Description
I'm trying to generate vanity wallet addresses, which are originally in ed25519, so I start by generating random bytes from a PRNG enough to cast into a secret key and then generate key pairs, but I ran into performance issue so I want to debug it:
for _ in 0..cli.threads {
let thr = {
let counter = counter.clone();
move || {
let mut csprng = fastrand::Rng::new();
let mut pair = SecretKey::default();
loop {
let key: SigningKey = SigningKey::from_bytes(&pair);
counter.fetch_add(1, Ordering::Relaxed);
}
}
};
thread::spawn(thr);
}
On my 3700X PC, and running in full 16 threads, it only runs 300K keypairs/second with a precise monotonic clock.
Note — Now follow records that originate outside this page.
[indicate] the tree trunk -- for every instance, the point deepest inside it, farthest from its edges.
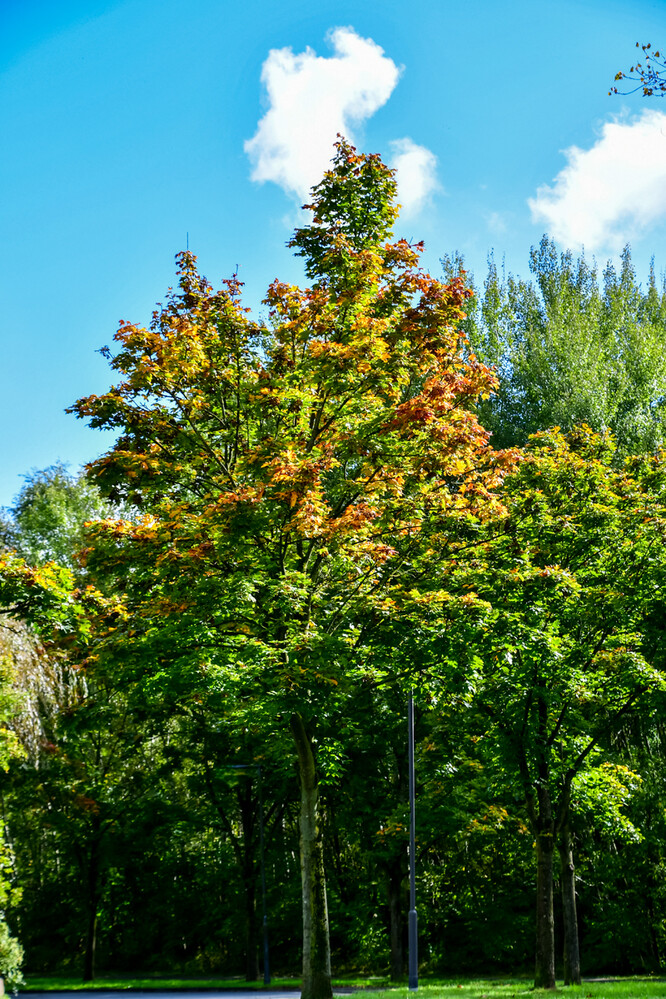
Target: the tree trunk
(93, 902)
(544, 974)
(316, 942)
(394, 890)
(571, 947)
(251, 942)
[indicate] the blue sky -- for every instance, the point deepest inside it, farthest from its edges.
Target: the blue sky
(128, 125)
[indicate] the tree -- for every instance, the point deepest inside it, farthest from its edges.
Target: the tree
(649, 76)
(571, 349)
(47, 520)
(300, 480)
(568, 590)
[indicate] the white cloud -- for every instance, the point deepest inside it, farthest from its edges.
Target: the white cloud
(311, 99)
(415, 168)
(611, 193)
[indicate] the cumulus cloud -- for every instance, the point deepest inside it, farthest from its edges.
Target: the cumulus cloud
(415, 168)
(312, 98)
(611, 193)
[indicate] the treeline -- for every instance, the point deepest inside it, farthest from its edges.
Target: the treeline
(208, 641)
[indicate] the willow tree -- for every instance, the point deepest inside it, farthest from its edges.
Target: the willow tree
(300, 479)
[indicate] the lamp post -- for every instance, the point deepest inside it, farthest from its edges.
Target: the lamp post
(412, 922)
(257, 767)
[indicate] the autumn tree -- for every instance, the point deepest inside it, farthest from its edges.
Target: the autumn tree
(649, 75)
(300, 478)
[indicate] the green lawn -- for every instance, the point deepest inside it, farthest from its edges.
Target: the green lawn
(625, 988)
(377, 988)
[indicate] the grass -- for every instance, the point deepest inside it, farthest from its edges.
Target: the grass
(376, 988)
(620, 988)
(73, 983)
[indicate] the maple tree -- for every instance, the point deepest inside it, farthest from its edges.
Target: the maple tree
(300, 479)
(649, 76)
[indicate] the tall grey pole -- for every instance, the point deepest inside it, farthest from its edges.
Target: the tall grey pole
(267, 968)
(412, 924)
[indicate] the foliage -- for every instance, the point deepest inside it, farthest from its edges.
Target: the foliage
(649, 76)
(570, 349)
(47, 520)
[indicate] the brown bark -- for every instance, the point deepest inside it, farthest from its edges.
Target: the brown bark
(92, 904)
(569, 914)
(316, 942)
(544, 972)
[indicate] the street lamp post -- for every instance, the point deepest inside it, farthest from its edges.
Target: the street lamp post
(412, 924)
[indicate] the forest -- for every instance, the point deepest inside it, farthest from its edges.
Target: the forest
(391, 483)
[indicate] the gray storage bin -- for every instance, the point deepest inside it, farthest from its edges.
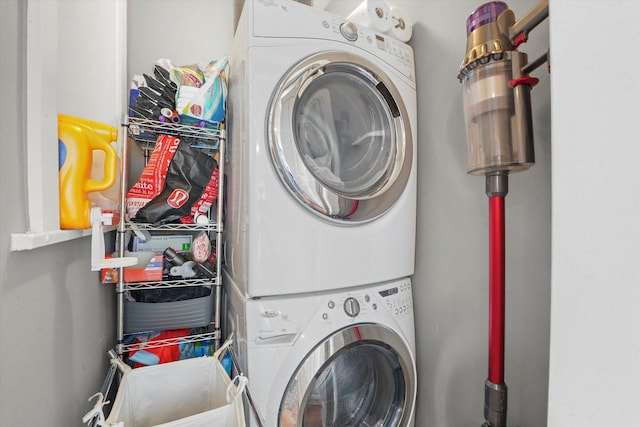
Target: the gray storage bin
(191, 313)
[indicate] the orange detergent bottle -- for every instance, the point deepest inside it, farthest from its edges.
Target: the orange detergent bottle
(78, 138)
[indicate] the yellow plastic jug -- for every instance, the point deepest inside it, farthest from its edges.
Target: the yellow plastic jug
(78, 138)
However, the C vanity address generator on my same PC, with same parameters can generate 30M keypairs/second with random data, so I think there could be something wrong here
So I started digging, which means we start from here:
curve25519-dalek/ed25519-dalek/src/signing.rs
Lines 102 to 108 in d5ef57a
And then here:
curve25519-dalek/ed25519-dalek/src/signing.rs
Lines 788 to 794 in d5ef57a
And then here:
curve25519-dalek/ed25519-dalek/src/hazmat.rs
Lines 57 to 76 in d5ef57a
And then here:
curve25519-dalek/curve25519-dalek/src/scalar.rs
Lines 237 to 246 in d5ef57a
And eventually here:
curve25519-dalek/curve25519-dalek/src/scalar.rs
Lines 1127 to 1128 in d5ef57a
I noticed that despite I'm using AVX512, the flame graph shows that those UnpackedScalar::mul_internal
and UnpackedScalar::montgomery_reduce
are still using generic serial implementation and took a large group of execution time, I'm not sure if this can be sped-up and improved? Or maybe I should look for something else for address generation?
I noticed that the wallet vanity address generator in C uses SUPERCOP's version, and their ed25519 key generation is much faster as well.